Part of subsec. (d) of section 378 of act Feb. 16, 1938, is set out as a Savings Provision note below. The remainder of such subsec. (d) repealed sections 1313(h), 1334(d), 1344(h), 1353(f), and 1358(h) of this title.
2004—Subsec. (c). Pub. L. 108–357, § 611(l)(1), which directed amendment of subsec. (c) by substituting “and cotton” for “cotton, and tobacco”, was executed by making the substitution for “cotton and tobacco”, to reflect the probable intent of Congress.
Subsecs. (d), (e). Pub. L. 108–357, § 611(l)(2), directed the repeal of subsecs. (d) and (e), added by Pub. L. 91–524, which had temporarily included farm base acreage allotment for upland cotton and domestic allotment for wheat within the term “allotment” as used in this section. See Codification note above and 1970 Amendment note below.
Subsec. (f). Pub. L. 108–357, § 611(l)(2), struck out subsec. (f), which provided that the terms “allotment” and “acreage” would be construed to mean “marketing quota” and “poundage”, respectively, in applying provisions to a farm for which a quota had been determined under section 1314e of this title.
2002—Subsec. (c). Pub. L. 107–171 substituted “cotton and tobacco,” for “cotton, tobacco, and peanuts,”.
1972—Subsec. (a). Pub. L. 92–354 struck out the alternative time limitation for filing applications to the county committee and substituted provisions describing allotments for provisions requiring the allotments to be comparable with allotments determined for other farms in the same area which are similar except for the past acreage of the commodity.
1971—Subsec. (f). Pub. L. 92–10 added subsec. (f).
1970—Subsec. (d). Pub. L. 91–524, § 605(1), temporarily added subsec. (d). See Effective and Termination Dates of 1970 Amendment note below.

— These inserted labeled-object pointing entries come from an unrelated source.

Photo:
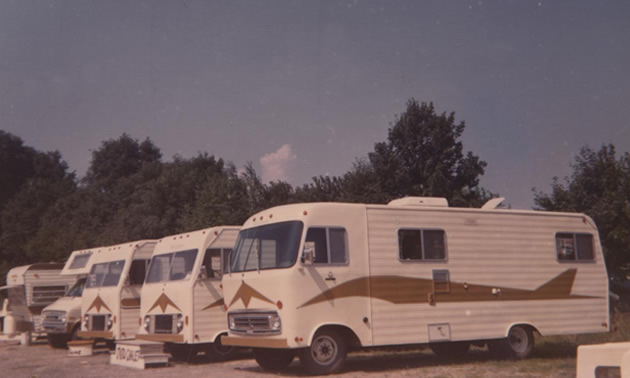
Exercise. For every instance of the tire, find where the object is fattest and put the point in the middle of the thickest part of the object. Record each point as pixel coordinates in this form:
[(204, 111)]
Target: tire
[(58, 340), (273, 359), (518, 345), (326, 354), (182, 352), (450, 350), (219, 352)]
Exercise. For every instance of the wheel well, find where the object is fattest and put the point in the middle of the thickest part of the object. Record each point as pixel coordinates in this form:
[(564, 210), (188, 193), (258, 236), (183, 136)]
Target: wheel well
[(348, 333)]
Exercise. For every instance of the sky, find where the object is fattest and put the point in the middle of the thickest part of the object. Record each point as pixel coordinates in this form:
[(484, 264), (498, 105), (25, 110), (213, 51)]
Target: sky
[(304, 88)]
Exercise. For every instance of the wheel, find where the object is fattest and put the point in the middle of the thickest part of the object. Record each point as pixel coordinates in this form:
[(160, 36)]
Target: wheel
[(273, 359), (182, 352), (450, 350), (57, 340), (219, 352), (326, 354), (519, 343)]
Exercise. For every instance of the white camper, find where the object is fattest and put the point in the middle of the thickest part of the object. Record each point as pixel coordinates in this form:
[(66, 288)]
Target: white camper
[(182, 299), (110, 304), (29, 289), (315, 279), (62, 319)]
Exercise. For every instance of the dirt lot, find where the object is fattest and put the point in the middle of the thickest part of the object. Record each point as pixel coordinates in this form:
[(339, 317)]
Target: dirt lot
[(39, 360)]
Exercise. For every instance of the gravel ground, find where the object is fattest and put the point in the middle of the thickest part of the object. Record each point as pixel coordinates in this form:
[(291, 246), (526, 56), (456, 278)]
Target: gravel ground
[(40, 360)]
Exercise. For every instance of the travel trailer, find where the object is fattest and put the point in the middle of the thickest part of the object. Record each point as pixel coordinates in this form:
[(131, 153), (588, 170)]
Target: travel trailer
[(62, 319), (29, 289), (110, 304), (182, 299), (315, 279)]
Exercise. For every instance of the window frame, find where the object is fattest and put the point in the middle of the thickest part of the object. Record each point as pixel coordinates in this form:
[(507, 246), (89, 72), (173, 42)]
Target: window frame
[(422, 252), (328, 250), (575, 260)]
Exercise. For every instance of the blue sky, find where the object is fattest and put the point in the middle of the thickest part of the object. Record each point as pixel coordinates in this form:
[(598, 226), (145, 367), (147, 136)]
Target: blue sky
[(303, 88)]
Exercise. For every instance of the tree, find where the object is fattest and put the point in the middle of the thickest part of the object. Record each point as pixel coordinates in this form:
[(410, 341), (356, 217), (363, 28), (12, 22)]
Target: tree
[(599, 186), (423, 156)]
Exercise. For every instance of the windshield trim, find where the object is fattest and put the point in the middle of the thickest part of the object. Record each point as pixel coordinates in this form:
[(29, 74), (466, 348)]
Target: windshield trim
[(172, 253), (258, 268)]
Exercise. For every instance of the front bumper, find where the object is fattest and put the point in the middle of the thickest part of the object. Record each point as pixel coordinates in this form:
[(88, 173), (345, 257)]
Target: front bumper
[(254, 342)]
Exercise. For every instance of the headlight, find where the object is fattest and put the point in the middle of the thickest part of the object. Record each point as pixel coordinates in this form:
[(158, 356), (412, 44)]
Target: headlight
[(147, 322), (180, 322), (274, 322)]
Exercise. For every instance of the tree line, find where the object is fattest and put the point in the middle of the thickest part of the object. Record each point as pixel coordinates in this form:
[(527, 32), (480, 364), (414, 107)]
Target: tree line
[(129, 192)]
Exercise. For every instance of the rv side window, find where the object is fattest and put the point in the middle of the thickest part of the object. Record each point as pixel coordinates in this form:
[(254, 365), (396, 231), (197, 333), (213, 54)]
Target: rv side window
[(212, 262), (330, 245), (138, 271), (574, 247), (421, 244)]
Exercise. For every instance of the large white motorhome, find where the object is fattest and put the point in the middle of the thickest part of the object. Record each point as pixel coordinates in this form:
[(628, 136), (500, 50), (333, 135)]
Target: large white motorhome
[(29, 289), (110, 304), (62, 319), (182, 299), (315, 279)]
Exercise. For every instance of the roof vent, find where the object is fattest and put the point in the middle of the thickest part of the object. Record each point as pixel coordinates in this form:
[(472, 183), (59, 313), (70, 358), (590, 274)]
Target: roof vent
[(493, 203), (420, 201)]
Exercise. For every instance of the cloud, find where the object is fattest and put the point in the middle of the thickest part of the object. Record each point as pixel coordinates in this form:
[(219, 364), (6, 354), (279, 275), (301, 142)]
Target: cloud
[(278, 165)]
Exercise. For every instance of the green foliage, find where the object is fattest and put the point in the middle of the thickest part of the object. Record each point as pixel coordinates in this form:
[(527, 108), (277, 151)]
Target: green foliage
[(599, 187), (129, 193)]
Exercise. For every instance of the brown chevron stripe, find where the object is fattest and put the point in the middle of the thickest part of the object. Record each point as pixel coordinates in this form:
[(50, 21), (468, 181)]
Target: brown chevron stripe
[(218, 303), (403, 290), (98, 303), (245, 293), (163, 301)]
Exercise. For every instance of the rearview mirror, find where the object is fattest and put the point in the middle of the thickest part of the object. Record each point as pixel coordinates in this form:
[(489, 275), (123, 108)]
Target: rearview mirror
[(308, 254), (203, 273)]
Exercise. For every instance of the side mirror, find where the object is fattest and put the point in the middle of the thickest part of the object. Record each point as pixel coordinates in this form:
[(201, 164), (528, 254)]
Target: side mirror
[(203, 273), (308, 254)]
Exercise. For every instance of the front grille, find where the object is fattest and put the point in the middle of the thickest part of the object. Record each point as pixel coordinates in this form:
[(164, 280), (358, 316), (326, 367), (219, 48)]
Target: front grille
[(97, 323), (163, 324), (256, 323), (54, 321)]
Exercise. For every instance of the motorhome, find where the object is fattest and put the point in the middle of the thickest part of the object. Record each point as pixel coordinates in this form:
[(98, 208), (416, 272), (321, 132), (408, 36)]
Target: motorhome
[(29, 289), (182, 299), (62, 319), (110, 304), (315, 279)]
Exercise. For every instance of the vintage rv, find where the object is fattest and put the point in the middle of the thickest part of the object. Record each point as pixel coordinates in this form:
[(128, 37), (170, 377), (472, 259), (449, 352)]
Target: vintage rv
[(315, 279), (110, 304), (29, 289), (182, 299), (62, 319)]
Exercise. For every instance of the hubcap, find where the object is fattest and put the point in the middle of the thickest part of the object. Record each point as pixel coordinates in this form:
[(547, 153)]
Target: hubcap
[(324, 350), (518, 340)]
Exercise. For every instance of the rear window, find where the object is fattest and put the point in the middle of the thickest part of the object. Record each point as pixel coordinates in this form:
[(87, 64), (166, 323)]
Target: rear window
[(574, 247)]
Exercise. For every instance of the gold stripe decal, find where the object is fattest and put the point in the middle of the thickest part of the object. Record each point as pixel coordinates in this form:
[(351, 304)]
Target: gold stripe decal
[(163, 301), (406, 290), (98, 303), (245, 293), (215, 304)]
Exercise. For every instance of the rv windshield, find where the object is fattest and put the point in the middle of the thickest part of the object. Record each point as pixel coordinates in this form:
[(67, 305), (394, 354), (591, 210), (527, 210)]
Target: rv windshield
[(267, 247), (77, 289), (105, 274), (175, 266)]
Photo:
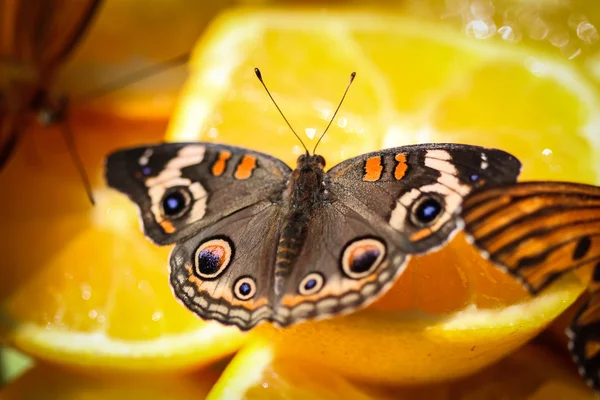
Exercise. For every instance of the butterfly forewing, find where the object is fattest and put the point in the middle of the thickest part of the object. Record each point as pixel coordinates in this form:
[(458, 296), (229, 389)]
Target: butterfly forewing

Subsec. (e). Pub. L. 91–524, § 404(3), temporarily added subsec. (e). See Effective and Termination Dates of 1970 Amendment note below.
1961—Pub. L. 87–33 substituted provisions permitting displaced owners to release part or all of any allotment remaining in the allotment pool for reapportionment to other farms in the county having allotments for such commodity, for provisions making sections 1344(m)(2), 1353(e), and 1358(g) of this title inapplicable to allotments held under the lease by a displaced owner.
1960—Subsec. (a). Pub. L. 86–423 inserted sentences providing that the former owner of land shall not be considered to have been displaced during any period for which such land is leased to him if his occupancy under the lease immediately follows after his occupancy as owner, authorizing retransfer of allotments in cases where a former owner leases land formerly owned by him prior to two years from April 9, 1960, and making sections 1344(m)(2), 1353(e), and 1358(g) of this title inapplicable to allotments on lands held under the lease by a displaced owner which are subject to the provisions of this amendment.
Pub. L. 91–524, title IV, § 404, title VI, § 605, Nov. 30, 1970, 84 Stat. 1366, 1378, as amended by Pub. L. 93–86, § 1(11), (22), Aug. 10, 1973, 87 Stat. 229, 235, provided that the amendments made by sections 404 and 605 are effective only with respect to the 1971 through 1977 crops.
Amendment by sections 611 to 614 of Pub. L. 108–357 not to affect the liability of any person under any provision of law so amended with respect to the 2004 or an earlier crop of tobacco, see section 614 of Pub. L. 108–357, set out as a note under section 515 of this title.